September 29, 2023

German Banks Agree to Roll Over Greek Debt

The banks and insurance companies will commit to providing financing for a Greek aid package, Mr. Schäuble told a news conference in Berlin, according to Reuters.

The agency quoted him saying that as a minimum, the Greek debt held by German groups that matures by 2014 would be rolled over, or extended. He also said that 55 percent of Greek bonds held by German institutions would mature after 2020.

At the same event, the Deutsche Bank chief executive, Josef Ackermann, said a French proposal was being used as a basis for the German agreement, although modifications would be built into that plan.
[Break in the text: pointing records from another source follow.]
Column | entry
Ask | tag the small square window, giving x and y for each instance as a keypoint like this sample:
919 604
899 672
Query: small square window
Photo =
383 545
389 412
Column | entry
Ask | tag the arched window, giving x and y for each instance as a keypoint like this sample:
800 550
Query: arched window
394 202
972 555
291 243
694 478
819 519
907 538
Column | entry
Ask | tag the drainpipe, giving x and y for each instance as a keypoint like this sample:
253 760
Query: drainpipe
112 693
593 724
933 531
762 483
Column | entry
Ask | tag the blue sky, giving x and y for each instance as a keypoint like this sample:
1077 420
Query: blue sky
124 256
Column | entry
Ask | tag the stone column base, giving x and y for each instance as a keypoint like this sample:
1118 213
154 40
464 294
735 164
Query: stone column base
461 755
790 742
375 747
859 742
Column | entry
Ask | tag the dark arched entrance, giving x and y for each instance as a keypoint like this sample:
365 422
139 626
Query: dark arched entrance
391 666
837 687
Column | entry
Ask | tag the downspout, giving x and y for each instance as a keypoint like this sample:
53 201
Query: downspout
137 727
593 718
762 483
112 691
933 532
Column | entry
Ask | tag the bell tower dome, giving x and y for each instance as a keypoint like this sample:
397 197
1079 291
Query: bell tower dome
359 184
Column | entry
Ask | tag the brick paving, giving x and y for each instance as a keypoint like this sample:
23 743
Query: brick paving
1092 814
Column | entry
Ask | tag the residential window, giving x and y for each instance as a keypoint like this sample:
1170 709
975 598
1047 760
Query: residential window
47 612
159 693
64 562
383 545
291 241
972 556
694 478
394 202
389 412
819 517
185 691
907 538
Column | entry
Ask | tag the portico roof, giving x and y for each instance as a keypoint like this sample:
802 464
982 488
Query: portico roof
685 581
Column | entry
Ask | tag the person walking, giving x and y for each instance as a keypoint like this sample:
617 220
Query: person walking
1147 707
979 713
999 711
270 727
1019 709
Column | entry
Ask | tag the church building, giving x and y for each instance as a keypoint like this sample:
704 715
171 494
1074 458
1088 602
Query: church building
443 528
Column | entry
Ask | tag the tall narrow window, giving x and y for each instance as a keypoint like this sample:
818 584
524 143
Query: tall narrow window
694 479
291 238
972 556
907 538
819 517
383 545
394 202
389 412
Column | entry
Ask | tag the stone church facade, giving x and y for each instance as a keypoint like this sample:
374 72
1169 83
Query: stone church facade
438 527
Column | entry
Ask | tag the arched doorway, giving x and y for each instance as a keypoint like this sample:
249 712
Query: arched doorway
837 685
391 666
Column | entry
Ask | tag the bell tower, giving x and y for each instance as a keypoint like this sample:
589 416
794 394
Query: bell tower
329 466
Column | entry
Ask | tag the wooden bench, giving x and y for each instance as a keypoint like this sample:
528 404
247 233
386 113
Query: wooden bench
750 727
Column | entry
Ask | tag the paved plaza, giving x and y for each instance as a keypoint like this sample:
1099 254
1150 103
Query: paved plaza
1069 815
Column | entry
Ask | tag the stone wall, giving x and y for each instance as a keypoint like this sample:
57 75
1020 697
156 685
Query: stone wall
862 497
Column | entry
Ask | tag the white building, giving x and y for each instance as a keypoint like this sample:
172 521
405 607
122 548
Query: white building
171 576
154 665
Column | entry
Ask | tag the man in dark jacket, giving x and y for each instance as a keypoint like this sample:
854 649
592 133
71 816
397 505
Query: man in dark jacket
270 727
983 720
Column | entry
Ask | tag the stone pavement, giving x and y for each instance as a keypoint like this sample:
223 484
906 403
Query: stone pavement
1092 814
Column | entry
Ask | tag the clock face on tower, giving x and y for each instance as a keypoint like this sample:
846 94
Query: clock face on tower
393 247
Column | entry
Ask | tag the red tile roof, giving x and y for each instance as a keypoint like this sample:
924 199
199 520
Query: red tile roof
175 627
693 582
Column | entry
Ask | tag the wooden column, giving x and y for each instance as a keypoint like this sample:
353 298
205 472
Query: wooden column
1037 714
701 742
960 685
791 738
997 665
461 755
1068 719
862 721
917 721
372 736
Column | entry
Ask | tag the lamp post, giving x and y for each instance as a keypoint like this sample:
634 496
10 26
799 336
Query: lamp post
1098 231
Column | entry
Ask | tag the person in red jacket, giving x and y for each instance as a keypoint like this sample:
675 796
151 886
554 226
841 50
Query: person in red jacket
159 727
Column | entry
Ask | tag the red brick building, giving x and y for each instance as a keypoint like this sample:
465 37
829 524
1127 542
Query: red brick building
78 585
German and French lenders are the biggest foreign holders of Greek debt. And the involvement of private creditors is seen as crucial in international agreement on a second bailout for the crippled Greek economy.

A separate hurdle was passed Wednesday after Prime Minister George A. Papandreou of Greece won the passage of a bill setting new government spending cuts and revenue-raising steps.

Mr. Schäuble said that he was confident that an agreement on the terms of a new aid deal could be fleshed among euro-area finance ministers at a meeting July 3.

Under the complex French plan, banks agreed to roll over 70 percent of their Greek bonds falling due from July 2011 to June 2014, while pocketing the remaining 30 percent for themselves. Of the amount to be rolled over, just over two-thirds would be reinvested in new Greek securities with a maturity of 30 years that paid a coupon close to the current official interest rate on the loans to Greece.

The remaining securities, just under one-third, would be invested in a separate “guarantee fund,” consisting of zero-coupon bonds with triple-A ratings.

The Deutsche Bank chief, Mr. Ackermann, was quoted as saying Wednesday by Bloomberg News that financial companies would contribute to the bailout to help avert a “meltdown.” Banks would “offer our hand in a solution,” Mr. Ackermann said.

Commerzbank’s chief executive Martin Blessing, speaking in Berlin Wednesday, said German financial institutions had reached a draft agreement on participation in a Greek rescue, although there are still “a few hitches.”